On Apr 25, 2012 8:16 PM, "Tab Atkins Jr." <jackalmage@gmail.com> wrote:

> On Wed, Apr 25, 2012 at 4:33 PM, Brian Kardell <bkardell@gmail.com> wrote:
> > Tab, are you saying:  a) fixing that in script apis for document
> fragment or
> > something is an ok solution to this, or that b) this means text templates
> > should use <template> or c) it should be the goal to kill string
> templates
> > altogether?
>
> I just talked with Ojan in person, because we were talking past each
> other with the terms we were using.  I now understand what he was
> saying!
>
> When we say "string-based templating", we're really saying "I want to
> embed an arbitrary foreign language into HTML".  That language happens
> to be a templating language, but the exact purpose you're putting it
> to is irrelevant for our purposes here.  For this, <script type=foo>
> is not only a satisfactory existing solution to this, but it's the
> *correct* solution to this - that's precisely what <script> is
> designed to do.
>
> I was confusing this term with the idea of "programmatic DOM creation
> that doesn't suck".  Right now, the "right" way to create a fragment
> of HTML is to use a lot of document.createElement() and
> el.appendChild().  This sucks.  Instead, everyone wants to just write
> a string containing HTML and parse it, like what innerHTML and jQuery
> do.  For this, Raf's proposal works great - it lets you use the
> "innerHTML API" without having to employ hacks like jQuery uses to
> ensure that things parse in the right context.
>
> Related closely to this is stuff like a Web Component that wants to
> fill itself with a DOM fragment.  Right now, you're required to do
> that within script.  This sucks, partially because of the
> aforementioned existing suckiness with DOM building.  Even once we fix
> that with Raf's proposal, it will still suck, because it means that
> Components are required to run script to build themselves, even if
> their DOM structure is totally static and doesn't depend on outside
> data.  We want <template> to help us solve this problem, by letting us
> send HTML structure *in HTML* and potentially hook it up to a
> component declaratively, so components don't need to run script unless
> they're actually doing something dynamic.  Parsing the contents of a
> <template> "correctly" requires the same mechanism that Raf is
> proposing.
>
> Somewhat further away, we have another proposal, MDV, which *is*
> intending to replace the basic functionality of the current
> "templating" libraries.  It takes something representing an inert DOM
> structure with holes punched in it for data to fill in, hooks it up to
> a JS object full of data, and pops out a fragment of "real" DOM with
> all the holes filled in.  This is obviously useful when done purely
> via script (the popularity of templating libraries attests to that!),
> but there's intriguing design-space around *declarative*
> templating/iteration, where you just declare a template in markup,
> tell it how to fetch a data source to use, and it handles the rest for
> you.  No script required!  This is very similar to the "no-script
> Components" use-case, and so it would be nice to reuse <template>.

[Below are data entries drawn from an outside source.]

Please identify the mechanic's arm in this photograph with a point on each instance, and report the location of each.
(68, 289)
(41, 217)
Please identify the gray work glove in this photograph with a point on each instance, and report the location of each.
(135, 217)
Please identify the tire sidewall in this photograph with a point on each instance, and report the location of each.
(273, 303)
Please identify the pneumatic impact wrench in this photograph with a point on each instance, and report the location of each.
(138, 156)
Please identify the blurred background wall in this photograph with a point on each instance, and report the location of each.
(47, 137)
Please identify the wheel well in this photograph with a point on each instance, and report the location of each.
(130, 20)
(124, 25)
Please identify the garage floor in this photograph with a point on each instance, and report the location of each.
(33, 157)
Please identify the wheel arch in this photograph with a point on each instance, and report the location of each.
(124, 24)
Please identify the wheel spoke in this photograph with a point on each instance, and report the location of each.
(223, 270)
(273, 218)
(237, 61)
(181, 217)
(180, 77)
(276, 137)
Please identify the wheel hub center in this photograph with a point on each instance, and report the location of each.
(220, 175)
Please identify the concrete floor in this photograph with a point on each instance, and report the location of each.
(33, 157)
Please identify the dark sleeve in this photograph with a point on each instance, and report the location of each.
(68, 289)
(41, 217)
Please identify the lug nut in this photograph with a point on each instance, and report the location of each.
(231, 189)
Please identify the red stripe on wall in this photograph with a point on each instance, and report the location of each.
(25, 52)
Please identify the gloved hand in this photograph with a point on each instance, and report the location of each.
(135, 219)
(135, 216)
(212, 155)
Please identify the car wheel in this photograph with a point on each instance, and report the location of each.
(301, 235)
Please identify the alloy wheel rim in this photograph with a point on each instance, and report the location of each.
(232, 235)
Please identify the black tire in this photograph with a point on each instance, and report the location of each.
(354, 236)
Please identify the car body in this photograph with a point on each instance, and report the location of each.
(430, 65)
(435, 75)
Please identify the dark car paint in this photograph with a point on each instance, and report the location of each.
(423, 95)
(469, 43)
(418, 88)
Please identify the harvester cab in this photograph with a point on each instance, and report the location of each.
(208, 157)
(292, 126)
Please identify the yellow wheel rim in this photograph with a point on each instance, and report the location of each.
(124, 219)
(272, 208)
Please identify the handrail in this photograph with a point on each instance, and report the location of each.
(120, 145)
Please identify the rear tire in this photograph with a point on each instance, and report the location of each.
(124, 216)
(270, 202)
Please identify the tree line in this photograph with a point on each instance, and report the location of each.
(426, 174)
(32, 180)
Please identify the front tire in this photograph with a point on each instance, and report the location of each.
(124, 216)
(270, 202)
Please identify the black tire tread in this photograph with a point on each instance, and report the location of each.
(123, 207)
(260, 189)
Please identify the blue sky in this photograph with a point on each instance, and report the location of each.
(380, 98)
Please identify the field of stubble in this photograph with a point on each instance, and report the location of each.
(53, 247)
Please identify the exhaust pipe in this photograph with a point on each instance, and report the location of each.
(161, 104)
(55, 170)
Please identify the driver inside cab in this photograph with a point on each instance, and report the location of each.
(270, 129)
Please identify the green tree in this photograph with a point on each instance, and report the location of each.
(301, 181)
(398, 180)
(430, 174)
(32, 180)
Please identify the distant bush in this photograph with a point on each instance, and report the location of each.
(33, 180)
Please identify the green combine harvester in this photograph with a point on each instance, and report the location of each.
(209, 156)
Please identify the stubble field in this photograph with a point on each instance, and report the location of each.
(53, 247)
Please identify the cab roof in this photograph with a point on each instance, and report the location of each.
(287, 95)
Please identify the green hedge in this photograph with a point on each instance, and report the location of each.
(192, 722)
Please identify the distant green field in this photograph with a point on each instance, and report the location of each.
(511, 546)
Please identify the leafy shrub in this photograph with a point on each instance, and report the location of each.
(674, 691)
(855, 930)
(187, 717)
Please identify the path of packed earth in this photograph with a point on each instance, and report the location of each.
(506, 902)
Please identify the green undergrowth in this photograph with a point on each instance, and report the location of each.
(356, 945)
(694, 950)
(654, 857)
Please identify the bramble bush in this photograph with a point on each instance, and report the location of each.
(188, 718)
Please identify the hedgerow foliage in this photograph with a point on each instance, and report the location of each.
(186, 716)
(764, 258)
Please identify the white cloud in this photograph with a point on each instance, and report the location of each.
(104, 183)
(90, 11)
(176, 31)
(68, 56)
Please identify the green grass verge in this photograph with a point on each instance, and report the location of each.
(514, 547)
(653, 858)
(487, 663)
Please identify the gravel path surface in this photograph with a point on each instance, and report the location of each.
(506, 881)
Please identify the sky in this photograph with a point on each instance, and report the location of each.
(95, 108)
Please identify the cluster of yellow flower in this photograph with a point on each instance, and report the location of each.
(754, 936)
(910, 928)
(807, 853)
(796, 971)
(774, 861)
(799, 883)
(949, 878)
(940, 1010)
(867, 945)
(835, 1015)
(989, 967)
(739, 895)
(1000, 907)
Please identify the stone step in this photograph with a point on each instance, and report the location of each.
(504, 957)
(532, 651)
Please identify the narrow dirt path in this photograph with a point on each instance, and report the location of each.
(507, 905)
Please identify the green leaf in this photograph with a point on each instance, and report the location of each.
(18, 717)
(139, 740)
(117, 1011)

> Even if we use a differently-named element, the parsing problems are
> identical, and we still need something like Raf's proposal to solve
> them.  (Even ignoring the pure-declarative case, being able to ship
> your templates in the page HTML and just grab them with script when
> you want to use it seems useful.)
>
>
> A "text template" like handlebars (in other words, a foreign language)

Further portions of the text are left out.